«Va a vedere che cos'è!» comanda alla suora conversa. Questa si slancia fuori: e collo teso, le ali palpitanti, l'uccello l'afferra, la schiaccia, e l'inghiotte. Poi riprende a colpire col becco, e la regina, stanca di aspettare, spedisce un'altra messaggera. Una dopo l'altra le inviate scompaiono. L'alveare è trepido ed angosciato. Ah! se si potesse rimanervi sordi e indifferenti! Se vi si sapesse aspettare!
Il grande Melchiorre Sinclair ride a crepapelle di quelle stolte femminuccie accovacciate nel loro alveare e della malizia dell'uccello briccone dal capino nero e dal petto verdastro. In verità l'attesa non è uggiosa, allorchè si è sicuri del fatto proprio, e attorno i soggetti di distrazione non mancano.

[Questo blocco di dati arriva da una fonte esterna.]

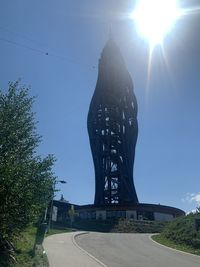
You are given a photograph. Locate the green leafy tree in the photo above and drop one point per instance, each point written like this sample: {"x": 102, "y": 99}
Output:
{"x": 26, "y": 179}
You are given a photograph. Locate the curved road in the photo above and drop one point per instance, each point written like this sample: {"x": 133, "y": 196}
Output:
{"x": 133, "y": 250}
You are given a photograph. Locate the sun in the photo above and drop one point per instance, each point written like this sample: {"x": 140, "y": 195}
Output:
{"x": 154, "y": 19}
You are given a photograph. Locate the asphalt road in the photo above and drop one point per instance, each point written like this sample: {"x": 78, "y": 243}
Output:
{"x": 62, "y": 251}
{"x": 133, "y": 250}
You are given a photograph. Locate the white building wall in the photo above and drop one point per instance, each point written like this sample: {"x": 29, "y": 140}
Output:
{"x": 131, "y": 214}
{"x": 101, "y": 214}
{"x": 163, "y": 216}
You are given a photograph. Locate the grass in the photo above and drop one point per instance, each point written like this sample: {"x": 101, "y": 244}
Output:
{"x": 182, "y": 247}
{"x": 182, "y": 234}
{"x": 28, "y": 253}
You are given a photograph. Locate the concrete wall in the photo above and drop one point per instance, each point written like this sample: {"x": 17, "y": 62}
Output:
{"x": 131, "y": 214}
{"x": 163, "y": 216}
{"x": 101, "y": 214}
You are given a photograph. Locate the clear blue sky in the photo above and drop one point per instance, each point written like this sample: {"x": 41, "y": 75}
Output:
{"x": 73, "y": 33}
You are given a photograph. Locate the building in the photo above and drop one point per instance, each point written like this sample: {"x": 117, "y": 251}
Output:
{"x": 113, "y": 130}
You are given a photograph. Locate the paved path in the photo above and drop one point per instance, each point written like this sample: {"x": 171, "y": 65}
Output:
{"x": 63, "y": 252}
{"x": 133, "y": 250}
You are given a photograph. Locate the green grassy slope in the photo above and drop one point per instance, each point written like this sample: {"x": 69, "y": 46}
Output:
{"x": 181, "y": 234}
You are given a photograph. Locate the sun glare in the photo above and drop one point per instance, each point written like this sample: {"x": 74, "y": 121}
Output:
{"x": 154, "y": 19}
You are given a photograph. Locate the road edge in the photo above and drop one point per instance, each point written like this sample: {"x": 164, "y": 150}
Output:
{"x": 183, "y": 252}
{"x": 85, "y": 251}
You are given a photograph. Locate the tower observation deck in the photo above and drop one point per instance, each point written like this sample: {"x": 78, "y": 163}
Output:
{"x": 113, "y": 130}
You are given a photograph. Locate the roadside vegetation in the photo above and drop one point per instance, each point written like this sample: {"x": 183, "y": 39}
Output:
{"x": 26, "y": 179}
{"x": 182, "y": 234}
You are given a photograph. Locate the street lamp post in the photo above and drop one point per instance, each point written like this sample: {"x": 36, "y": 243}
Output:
{"x": 51, "y": 206}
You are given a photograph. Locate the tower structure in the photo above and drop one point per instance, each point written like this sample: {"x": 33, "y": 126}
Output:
{"x": 113, "y": 130}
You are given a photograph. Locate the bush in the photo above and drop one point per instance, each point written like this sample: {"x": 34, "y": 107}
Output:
{"x": 183, "y": 231}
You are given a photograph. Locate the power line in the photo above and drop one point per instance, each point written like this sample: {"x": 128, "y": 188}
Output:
{"x": 46, "y": 53}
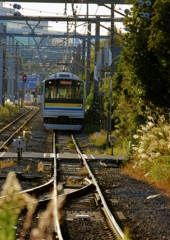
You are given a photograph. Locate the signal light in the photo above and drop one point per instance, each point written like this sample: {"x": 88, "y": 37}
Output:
{"x": 24, "y": 78}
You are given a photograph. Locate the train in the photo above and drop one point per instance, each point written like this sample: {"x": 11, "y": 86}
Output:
{"x": 63, "y": 101}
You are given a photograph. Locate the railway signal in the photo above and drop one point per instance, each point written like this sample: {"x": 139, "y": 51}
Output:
{"x": 24, "y": 78}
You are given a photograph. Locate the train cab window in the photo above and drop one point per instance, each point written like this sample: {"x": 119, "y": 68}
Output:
{"x": 64, "y": 89}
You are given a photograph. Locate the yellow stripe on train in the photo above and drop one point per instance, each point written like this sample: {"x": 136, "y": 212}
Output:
{"x": 63, "y": 105}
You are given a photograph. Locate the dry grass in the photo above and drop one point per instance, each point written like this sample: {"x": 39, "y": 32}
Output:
{"x": 142, "y": 176}
{"x": 14, "y": 202}
{"x": 7, "y": 163}
{"x": 40, "y": 167}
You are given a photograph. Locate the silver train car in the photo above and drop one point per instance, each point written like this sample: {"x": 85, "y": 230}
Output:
{"x": 63, "y": 104}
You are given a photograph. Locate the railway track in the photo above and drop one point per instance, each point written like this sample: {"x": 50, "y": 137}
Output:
{"x": 86, "y": 215}
{"x": 78, "y": 200}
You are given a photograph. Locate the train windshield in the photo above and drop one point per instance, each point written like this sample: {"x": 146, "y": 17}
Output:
{"x": 64, "y": 89}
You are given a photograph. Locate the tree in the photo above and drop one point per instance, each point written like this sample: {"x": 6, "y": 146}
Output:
{"x": 141, "y": 84}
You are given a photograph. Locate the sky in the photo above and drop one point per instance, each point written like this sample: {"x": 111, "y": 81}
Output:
{"x": 56, "y": 9}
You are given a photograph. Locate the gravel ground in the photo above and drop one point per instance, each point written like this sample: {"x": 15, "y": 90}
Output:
{"x": 145, "y": 209}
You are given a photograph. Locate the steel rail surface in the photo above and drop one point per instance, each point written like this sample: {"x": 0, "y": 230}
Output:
{"x": 109, "y": 215}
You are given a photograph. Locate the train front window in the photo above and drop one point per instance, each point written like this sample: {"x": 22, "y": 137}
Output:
{"x": 64, "y": 89}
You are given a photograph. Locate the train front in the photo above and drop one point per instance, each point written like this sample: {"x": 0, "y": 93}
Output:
{"x": 64, "y": 102}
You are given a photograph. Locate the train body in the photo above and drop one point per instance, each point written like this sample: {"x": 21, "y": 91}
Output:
{"x": 63, "y": 104}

Ecco il cane di guardia che si avanza. Si avvicina sulla punta delle zampe, ad occhi bassi, e agita indolentemente la coda, quasi vagabondasse senza scopo. A un tratto, si dà a grattare furiosamente la neve: quel poco di buono vi ha nascosto qualche boccone male acquisito. Ma al momento in cui alza il capo per veder se può mangiarselo in santa pace, rimane tutto confuso davanti a delle gazze che lo guardano.
- Scroccone, - dicono le gazze che gli sembrano la coscienza personificata.